Their hot dogs have 4 ingredients (real ingredients: just grass-fed beef, salt, water and spices) and we get the organic ones but they are all Non GMO Project Verified and made with 100% grass-fed beef. Mac n Cheese with hot dogs was a comfort food staple for Jared growing up… and try feeding that to dad at the dinner table and not letting a toddler join in. Not gonna happen. But by using Applegate hot dogs (which ironically were my go to food when I was pregnant with Clayton!) and high quality ingredients, we can all enjoy it together – because I believe in balance but balance to us is still all between REAL foods, not ‘balancing out’ real food and not real food ingredients. Even comfort foods can still be good, real, simple food.
The recipe below is dairy free but you can sub in butter for the oil, and whole milk in place of cashew milk. The hot dogs are completely dairy free though so it works fully for people who need that! You can also add in extra veggies. We love it with steamed peas, or corn cut off the cob into the sauce, or some spinach stirred in to wilt it right before serving.
For 4 servings
3T olive or avocado oil
A clove of garlic
4T sprouted whole spelt flour (or any whole wheat flour)
3-4 cups cashew milk
Pink salt to taste
4T nutritional yeast
12-160z lb dry pasta
Freshly cracked black pepper
4-6 Applegate Hot Dogs
Cook your pasta according to its instructions. This sauce takes about as long to make as most pasta takes to cook which makes it a quick and easy meal!

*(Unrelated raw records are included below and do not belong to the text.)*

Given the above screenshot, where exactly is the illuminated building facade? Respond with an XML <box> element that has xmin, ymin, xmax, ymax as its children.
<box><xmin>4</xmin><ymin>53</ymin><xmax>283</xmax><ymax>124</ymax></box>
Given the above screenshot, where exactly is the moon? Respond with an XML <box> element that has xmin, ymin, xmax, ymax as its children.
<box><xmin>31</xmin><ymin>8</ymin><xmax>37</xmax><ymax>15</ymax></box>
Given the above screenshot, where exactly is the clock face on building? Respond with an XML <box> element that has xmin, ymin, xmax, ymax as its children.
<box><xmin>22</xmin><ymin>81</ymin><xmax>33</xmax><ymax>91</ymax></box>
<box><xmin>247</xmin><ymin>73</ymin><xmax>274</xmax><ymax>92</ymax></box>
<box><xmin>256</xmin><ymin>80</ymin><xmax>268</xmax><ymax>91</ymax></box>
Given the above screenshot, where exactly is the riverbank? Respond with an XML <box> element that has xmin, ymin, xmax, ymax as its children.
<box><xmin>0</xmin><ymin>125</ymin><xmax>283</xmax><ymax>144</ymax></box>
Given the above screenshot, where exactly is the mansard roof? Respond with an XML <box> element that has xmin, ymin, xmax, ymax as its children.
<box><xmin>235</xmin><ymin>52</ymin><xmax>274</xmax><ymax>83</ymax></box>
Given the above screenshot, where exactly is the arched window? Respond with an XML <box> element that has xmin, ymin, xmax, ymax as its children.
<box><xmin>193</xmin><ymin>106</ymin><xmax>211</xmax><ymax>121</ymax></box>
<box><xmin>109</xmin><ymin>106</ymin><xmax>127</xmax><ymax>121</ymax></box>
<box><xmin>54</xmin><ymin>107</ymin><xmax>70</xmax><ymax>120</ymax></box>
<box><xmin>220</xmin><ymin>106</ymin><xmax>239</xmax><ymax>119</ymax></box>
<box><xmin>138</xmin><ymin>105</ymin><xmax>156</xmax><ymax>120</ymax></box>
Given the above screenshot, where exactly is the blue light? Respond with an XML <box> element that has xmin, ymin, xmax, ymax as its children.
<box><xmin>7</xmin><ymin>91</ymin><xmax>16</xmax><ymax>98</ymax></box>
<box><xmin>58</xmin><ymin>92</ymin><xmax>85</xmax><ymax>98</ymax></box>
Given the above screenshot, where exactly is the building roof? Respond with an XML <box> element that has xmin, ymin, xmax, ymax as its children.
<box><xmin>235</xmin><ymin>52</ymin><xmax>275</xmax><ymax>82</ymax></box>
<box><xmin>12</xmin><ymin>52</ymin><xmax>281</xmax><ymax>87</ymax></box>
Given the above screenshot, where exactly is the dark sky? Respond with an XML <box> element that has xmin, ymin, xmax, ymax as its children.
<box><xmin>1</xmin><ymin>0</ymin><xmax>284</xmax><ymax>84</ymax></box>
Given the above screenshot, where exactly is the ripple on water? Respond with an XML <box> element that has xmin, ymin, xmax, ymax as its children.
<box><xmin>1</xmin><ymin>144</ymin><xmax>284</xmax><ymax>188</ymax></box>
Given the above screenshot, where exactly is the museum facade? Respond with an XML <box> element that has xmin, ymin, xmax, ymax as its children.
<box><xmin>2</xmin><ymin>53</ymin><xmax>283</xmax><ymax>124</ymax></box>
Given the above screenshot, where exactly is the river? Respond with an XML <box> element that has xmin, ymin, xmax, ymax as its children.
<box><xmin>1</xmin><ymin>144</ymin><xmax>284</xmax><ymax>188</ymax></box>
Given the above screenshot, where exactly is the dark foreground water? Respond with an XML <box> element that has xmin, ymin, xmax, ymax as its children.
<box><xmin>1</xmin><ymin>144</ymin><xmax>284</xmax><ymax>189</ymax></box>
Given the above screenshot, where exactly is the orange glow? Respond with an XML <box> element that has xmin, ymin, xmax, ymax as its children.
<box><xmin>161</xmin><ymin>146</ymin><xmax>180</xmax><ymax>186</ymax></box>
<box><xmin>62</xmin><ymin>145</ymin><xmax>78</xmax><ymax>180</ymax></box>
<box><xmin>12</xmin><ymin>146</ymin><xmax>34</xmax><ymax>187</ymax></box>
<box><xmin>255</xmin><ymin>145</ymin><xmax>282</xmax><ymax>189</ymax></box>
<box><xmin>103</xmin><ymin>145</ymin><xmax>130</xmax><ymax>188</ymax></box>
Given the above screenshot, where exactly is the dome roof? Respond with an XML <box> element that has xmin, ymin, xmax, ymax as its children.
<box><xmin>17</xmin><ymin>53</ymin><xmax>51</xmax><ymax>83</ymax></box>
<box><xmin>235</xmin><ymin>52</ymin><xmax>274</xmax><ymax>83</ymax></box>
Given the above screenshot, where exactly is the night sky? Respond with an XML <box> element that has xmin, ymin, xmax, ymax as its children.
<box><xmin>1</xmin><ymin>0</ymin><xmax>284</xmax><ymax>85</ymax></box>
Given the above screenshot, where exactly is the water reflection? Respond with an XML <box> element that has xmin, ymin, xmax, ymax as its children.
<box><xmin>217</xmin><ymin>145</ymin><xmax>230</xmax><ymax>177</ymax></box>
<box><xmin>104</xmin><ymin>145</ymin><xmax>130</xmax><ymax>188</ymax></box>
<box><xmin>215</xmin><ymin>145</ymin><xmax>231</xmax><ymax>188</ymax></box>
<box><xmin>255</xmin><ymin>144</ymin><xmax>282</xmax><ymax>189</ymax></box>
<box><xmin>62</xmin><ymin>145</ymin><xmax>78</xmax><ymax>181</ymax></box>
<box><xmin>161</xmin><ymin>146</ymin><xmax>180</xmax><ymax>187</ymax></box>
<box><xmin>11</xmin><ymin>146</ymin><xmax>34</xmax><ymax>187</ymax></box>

In a large skillet or saucepan, heat the oil over a low heat. Press the garlic and add it to the oil and stir until it’s softened, about 2-3 minutes. Turn the heat right down and stir the flour into the oil to create a paste (a ‘roux’.) Using a whisk add a ¼ cup of the cashew milk and mix it into the roux really well so there are no lumps, add another ¼ cup and whisk again. Keep adding until the mixture starts to thin a little, then warm up the heat again. Keep adding the milk bit by bit, mixing it in really well. The heat will begin to thicken up the sauce as you add the milk in. Once you have a more liquid sauce after most of the milk is added, let the sauce just bubble to cook it then add in the remainder of the milk again bit my bit. Start with 3 cups of milk but add in more to reach your desired consistency. Remember it will thin slightly when you add the pasta.
Once all your milk is added chop the hot dogs (remember to slice them lengthwise first if you’re feeding to smaller children to avoid a choking hazard!) and stir them into the hot sauce. Let them heat through for a couple of minutes then stir in the nutritional yeast to give it a wonderful cheesiness, then add in salt and pepper to taste. Spoon in 12-16 oz of freshly cooked pasta (we use whole grain einkorn pasta but take your pick!) adding some of the pasta cooking water if the sauce needs thinning a little, and then stir everything through to combine. Serve it up with another twist of freshly cracked black pepper on top!
Fun fact: The sound of mac n cheese being stirred is one of my favourites on earth… anyone know what I’m talking about?!